On Linux, I never had the reason to use any Antivirus, because those who write viruses target Windows(mostly) because of its market share.

In most cases if there is an issue with a Linux machine, you can wipe out a user and their files to remedy the problem -- the core system is very rarely impacted.

Also, when you have non-tech-savvy families you generally want to just get a cover-multiple-pc-at-a-license deals, just because it saves you a lot of hassles.

I think you can be assured that the Windows Defender team does antivirus stuff for a living, just as much as AV vendors do.

  inotifywait -mre modify /home/$USER |
  while read DIR EVT FILE; do
  do
      clamscan $FILE --move=/tmp/noexec_prison/$USER/
  done

The scanner for detecting windows-virus while using Linux were said to be ok (ClamAV, I think).

Something more like an IDS that detects known-insecure software and configurations is probably more useful than a pattern-matching evil bytes detector though.

There's no reason for antivirus software of this kind of exist on desktop Linux, because the whole operating system is free software, so if we want to fix some vulnerability that malware exploits, we can just do it (for example, by sandboxing applications), rather than implementing kludgy workarounds that turn users' machines into battlegrounds.

From what I hear, Wayland should help a lot with this, since it's much simpler and provides better isolation than X11.
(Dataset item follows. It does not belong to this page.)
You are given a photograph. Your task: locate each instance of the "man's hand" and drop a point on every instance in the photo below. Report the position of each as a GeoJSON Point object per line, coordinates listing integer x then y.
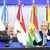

When I'm in Windows I'm only playing games or casually browsing the web so attacks aren't a concern and if I do get infected I'll just wipe it and let Steam re-sync things. On my Mac I've got Time Machine just in case things get weird but, while I know OS X isn't virus-proof, I'm really not worried about catching something.

Overall, I feel that a truly secure system shouldn't need an anti-virus at all. Maybe some detection software like Tripwire, but not a scanning antivirus.

Although OS X does actually have a file scanner built in, it's not a full anti-virus suite though.

Then again, there's fairly few viruses targeted at Linux systems and I'm sure even fewer I'd be likely to get on my Gentoo system.

I think you've just pointed out exactly why even though Linux viruses exist, they don't get a foothold (go "epidemic"). There's huge software diversity. I run Arch, you run Gentoo, others run Debian... The same goes for any given piece of software that's regularly infected in the Windows culture: email clients, web servers, web browsers.

So, why was the Dan Geer "against monoculture" thing suppressed so enthusiastically a few years ago?

I turn it on and scan about once a month or so. At most, I have some spywares.

From experience, all the viruses that managed to infect me couldn't be fixed by the antivirus software and I had to do it manually, which is a pain.

As far as I understand, most of AV detection is still based around hash matching. Someone should correct me if I am wrong, though.

It's a surprizingly hard to answer that. The set of virus change every day, and is always unknown.

> most of AV detection is still based around hash matching.

Things are not that clear cut here either. The most usefull matching is hash based. Anti-virus also use other algos, they are just less reliable.